I've been trying to adapt Huggingface's GPT2 small model. There are several things I've done to get this to work:
--arch hf_gpt2 --embed-dim 768 --num-layers 12 --num-attention-heads 12 --max-target-positions 1024 \for name, param in hf_pretrained_gpt2_model.named_parameters():
if name == 'wte.weight':
fairseq_gpt2_small['model']['decoder.model.transformer.'+name][4:,:] = param[:]
fairseq_gpt2_small['model']['decoder.model.lm_head.weight'][:] = fairseq_gpt2_small['model']['decoder.model.transformer.'+name][:]

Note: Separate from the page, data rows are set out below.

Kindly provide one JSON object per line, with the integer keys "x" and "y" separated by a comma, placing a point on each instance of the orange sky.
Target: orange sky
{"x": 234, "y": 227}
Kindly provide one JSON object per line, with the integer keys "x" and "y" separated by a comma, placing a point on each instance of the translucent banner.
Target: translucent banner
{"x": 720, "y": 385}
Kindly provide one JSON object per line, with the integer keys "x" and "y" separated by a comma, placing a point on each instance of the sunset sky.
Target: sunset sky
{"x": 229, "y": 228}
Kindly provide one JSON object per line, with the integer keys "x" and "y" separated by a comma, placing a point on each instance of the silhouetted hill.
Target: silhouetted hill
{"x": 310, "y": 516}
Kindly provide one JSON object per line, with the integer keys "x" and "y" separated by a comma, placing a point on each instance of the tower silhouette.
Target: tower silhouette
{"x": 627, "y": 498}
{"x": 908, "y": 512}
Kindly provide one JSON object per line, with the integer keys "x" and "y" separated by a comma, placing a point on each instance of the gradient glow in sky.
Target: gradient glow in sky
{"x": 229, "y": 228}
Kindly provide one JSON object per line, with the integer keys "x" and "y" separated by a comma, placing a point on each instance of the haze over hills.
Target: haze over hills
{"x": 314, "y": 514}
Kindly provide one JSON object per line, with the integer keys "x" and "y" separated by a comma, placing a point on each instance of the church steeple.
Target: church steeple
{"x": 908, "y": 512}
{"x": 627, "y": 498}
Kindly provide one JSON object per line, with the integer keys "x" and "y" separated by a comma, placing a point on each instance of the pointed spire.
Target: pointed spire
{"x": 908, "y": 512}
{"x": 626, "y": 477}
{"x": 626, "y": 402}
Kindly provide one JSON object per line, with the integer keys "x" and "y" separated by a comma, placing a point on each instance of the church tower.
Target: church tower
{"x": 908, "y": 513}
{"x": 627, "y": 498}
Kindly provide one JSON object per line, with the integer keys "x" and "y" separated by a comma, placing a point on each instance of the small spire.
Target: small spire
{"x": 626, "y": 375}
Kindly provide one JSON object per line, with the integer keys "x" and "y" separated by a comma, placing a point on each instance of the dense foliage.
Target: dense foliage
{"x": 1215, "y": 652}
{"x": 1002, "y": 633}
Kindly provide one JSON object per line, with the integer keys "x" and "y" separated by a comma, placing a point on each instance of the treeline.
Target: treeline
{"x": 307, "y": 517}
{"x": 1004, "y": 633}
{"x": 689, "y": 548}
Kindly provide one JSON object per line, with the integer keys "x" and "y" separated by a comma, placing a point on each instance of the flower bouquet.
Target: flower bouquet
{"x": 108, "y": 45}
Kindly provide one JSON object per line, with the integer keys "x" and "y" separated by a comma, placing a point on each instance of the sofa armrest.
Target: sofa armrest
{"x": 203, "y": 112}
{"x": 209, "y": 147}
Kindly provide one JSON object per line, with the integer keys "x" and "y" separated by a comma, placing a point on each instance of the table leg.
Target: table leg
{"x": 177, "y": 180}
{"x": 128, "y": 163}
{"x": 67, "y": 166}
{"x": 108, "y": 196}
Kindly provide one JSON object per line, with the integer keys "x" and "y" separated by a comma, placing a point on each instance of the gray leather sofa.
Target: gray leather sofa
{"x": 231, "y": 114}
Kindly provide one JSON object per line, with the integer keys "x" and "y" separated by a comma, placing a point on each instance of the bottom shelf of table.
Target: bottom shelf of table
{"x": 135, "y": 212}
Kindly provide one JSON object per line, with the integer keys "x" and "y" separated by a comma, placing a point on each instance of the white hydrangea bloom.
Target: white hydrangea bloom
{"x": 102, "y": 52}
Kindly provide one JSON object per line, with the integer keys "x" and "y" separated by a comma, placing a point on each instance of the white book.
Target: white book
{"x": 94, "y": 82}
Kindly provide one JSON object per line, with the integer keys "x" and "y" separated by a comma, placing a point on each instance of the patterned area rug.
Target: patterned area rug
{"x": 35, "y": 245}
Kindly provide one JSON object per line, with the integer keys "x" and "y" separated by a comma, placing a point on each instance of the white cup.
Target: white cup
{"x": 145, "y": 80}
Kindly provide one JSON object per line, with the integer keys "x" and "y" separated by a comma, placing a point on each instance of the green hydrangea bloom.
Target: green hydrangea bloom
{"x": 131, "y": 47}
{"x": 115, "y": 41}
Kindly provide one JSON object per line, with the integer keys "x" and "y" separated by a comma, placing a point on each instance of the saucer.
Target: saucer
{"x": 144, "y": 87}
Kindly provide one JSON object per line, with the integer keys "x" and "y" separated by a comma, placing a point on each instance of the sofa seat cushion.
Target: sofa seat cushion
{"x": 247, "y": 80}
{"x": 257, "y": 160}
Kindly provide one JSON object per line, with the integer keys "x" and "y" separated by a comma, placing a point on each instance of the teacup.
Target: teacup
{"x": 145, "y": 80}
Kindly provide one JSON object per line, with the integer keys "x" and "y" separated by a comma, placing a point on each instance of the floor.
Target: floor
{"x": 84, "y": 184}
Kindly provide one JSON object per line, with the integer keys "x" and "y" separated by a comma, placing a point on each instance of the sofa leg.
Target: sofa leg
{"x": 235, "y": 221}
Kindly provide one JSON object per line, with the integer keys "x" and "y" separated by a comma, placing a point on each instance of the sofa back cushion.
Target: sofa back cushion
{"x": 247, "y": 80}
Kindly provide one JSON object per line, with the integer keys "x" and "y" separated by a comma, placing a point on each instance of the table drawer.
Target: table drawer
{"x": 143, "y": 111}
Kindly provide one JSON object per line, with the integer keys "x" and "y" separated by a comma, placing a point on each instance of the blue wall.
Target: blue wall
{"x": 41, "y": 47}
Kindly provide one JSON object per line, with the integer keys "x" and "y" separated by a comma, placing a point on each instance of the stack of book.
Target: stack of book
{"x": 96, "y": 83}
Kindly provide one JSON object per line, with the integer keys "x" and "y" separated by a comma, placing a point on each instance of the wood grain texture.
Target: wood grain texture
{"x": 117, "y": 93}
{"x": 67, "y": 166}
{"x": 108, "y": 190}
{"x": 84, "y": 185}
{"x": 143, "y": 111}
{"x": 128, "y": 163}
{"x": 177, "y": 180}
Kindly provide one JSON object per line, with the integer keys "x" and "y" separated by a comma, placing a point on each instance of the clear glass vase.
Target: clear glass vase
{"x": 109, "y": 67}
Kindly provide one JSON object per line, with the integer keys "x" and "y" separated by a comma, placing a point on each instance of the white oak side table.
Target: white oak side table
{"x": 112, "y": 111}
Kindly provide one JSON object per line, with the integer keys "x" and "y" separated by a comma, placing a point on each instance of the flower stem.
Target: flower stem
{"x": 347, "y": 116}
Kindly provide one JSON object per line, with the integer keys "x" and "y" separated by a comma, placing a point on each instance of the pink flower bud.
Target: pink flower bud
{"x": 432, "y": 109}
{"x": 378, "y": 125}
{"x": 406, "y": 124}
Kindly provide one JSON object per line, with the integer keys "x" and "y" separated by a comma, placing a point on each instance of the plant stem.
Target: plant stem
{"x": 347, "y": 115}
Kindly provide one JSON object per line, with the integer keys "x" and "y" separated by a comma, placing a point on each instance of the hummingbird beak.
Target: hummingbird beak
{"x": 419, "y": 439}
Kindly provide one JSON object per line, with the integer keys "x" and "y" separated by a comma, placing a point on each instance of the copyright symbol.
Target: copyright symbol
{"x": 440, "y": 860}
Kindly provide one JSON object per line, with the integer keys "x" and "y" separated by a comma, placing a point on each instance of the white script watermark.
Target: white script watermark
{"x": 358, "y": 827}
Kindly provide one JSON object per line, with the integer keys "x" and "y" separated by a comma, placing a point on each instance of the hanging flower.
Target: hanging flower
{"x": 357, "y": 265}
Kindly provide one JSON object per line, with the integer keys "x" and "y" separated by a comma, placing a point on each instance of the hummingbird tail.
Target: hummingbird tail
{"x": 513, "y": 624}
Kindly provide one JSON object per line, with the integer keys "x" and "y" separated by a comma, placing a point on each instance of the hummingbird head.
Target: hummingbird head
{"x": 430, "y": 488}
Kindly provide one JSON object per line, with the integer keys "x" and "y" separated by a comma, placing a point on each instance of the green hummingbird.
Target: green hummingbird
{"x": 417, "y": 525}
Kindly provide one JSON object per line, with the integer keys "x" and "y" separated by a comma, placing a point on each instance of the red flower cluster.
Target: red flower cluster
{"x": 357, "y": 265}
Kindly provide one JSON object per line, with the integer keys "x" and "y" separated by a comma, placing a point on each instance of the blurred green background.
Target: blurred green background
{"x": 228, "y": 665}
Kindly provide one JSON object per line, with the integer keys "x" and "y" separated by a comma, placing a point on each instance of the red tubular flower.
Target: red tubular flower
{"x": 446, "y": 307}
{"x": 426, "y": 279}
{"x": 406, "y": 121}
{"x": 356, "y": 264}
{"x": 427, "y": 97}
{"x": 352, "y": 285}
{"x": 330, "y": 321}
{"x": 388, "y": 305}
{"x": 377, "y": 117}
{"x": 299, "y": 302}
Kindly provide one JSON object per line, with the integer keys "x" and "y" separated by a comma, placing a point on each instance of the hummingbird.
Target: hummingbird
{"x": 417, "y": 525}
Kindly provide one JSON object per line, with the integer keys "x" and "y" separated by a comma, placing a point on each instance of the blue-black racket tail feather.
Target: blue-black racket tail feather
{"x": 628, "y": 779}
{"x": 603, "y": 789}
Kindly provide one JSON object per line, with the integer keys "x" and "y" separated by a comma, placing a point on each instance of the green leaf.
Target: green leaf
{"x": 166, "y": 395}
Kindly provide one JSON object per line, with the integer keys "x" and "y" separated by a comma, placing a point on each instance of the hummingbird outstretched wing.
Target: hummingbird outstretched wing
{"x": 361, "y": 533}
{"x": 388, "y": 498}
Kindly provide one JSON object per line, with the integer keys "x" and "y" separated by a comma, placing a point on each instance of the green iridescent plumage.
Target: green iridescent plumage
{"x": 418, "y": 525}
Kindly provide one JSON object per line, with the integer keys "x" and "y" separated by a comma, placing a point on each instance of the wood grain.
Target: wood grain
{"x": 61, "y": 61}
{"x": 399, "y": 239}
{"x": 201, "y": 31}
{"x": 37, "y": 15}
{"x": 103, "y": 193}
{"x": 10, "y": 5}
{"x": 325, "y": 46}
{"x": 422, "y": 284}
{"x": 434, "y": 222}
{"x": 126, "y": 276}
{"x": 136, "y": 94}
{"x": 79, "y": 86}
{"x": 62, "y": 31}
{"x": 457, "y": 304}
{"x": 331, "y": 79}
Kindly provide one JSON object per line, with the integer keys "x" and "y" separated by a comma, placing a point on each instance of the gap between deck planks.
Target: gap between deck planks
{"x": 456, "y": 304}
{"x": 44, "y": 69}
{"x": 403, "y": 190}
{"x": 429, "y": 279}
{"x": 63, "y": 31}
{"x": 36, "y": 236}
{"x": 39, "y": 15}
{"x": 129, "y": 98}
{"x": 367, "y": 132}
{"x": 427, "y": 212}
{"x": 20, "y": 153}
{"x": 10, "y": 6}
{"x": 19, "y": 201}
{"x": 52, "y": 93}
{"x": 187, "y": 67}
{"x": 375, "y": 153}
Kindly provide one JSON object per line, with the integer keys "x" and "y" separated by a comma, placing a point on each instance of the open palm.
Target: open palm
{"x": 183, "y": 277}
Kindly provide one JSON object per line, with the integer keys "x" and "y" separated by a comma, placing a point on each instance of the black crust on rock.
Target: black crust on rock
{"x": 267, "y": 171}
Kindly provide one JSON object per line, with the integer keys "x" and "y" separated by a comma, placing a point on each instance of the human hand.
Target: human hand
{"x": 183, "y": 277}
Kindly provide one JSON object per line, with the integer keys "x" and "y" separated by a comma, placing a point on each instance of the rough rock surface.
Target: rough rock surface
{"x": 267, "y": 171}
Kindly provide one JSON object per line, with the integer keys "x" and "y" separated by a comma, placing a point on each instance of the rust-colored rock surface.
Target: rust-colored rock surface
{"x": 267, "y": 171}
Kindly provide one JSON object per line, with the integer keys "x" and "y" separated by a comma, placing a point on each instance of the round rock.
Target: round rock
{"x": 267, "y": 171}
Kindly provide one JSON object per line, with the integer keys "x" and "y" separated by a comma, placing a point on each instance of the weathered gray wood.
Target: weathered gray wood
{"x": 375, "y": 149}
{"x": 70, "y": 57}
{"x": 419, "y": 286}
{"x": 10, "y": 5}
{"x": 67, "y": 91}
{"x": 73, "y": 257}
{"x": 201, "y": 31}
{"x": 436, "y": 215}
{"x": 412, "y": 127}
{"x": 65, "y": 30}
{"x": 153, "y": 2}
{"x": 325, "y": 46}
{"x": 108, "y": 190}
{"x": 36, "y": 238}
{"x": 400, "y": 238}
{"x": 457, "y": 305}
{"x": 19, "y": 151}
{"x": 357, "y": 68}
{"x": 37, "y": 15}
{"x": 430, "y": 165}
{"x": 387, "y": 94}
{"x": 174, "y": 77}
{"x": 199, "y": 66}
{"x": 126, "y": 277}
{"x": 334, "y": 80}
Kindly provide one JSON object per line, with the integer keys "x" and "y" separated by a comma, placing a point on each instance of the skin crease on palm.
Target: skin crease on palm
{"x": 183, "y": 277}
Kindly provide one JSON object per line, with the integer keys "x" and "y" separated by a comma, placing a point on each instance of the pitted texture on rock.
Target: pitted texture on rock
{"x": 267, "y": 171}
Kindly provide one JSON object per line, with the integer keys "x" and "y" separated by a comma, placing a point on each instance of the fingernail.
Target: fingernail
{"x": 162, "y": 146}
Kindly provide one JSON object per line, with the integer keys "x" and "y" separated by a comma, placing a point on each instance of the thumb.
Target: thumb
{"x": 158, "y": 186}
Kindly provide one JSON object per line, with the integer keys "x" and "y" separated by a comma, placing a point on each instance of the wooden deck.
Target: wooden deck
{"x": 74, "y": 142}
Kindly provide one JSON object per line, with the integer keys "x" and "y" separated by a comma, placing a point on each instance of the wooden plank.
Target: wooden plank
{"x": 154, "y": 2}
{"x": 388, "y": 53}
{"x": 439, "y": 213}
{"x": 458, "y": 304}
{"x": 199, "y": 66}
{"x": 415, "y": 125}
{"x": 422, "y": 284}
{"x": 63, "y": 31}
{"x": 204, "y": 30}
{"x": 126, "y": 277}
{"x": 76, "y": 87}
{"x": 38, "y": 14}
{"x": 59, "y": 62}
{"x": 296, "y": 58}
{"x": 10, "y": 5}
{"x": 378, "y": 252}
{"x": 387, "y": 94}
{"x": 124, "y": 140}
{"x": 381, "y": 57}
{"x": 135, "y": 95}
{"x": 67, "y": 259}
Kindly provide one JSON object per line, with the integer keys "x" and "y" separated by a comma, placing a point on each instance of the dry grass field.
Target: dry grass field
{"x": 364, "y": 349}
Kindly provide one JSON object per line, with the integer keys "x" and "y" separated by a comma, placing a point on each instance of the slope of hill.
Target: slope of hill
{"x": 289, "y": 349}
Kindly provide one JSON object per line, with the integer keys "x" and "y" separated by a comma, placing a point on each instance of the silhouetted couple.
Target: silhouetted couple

elif name == 'wpe.weight':
fairseq_gpt2_small['model']['decoder.model.transformer.'+name][1:,:] = param[:]
elif 'decoder.model.transformer.'+name in fairseq_gpt2_small['model'].keys():
fairseq_gpt2_small['model']['decoder.model.transformer.'+name][:] = param[:]
else:
print(name)
Nevertheless, it's still not working (I'm getting starting perplexities of like 10^40 -- so it's clearly doing something, but not what I want).
Has anyone been able to load Huggingface's checkpoints?
Funnily I have done the same procedure +
dictionary.py to use the same BOS symbols as HF \I ran a dummy epoch to save the model. Code works but generations are completely wrong.
Do you mean you're also getting insane perplexity (like 10^40), or is there some other issue?
I think I fixed my issue last night :), so look forward to adaptations of Huggingface's GPT2's very soon :)
(The issue was those 4 tokens at the start of the fairseq vocab I was leaving randomly initialized -- turns out they were being initialized to relatively extreme values, so GPT2 was always 99.9999% sure the next token would be one of them.)
Trying to do the same but where do I put this code
param_optimizer = list(model.named_parameters())
no_decay = ['bias', 'LayerNorm.bias', 'LayerNorm.weight']
optimizer_grouped_parameters = [
{'params': [p for n, p in param_optimizer if not any(nd in n for nd in no_decay)], 'weight_decay': 0.01},
{'params': [p for n, p in param_optimizer if any(nd in n for nd in no_decay)], 'weight_decay': 0.0}
]
num_train_optimization_steps = len(train_dataloader) * args.num_train_epochs
optimizer = OpenAIAdam(optimizer_grouped_parameters,
lr=args.learning_rate,
warmup=args.warmup_proportion,
max_grad_norm=args.max_grad_norm,
weight_decay=args.weight_decay,
t_total=num_train_optimization_steps)
@thak123 You do training with fairseq using their command-line interface. See their language modeling example
@dawndrain thanks for the pointer. Will check it out.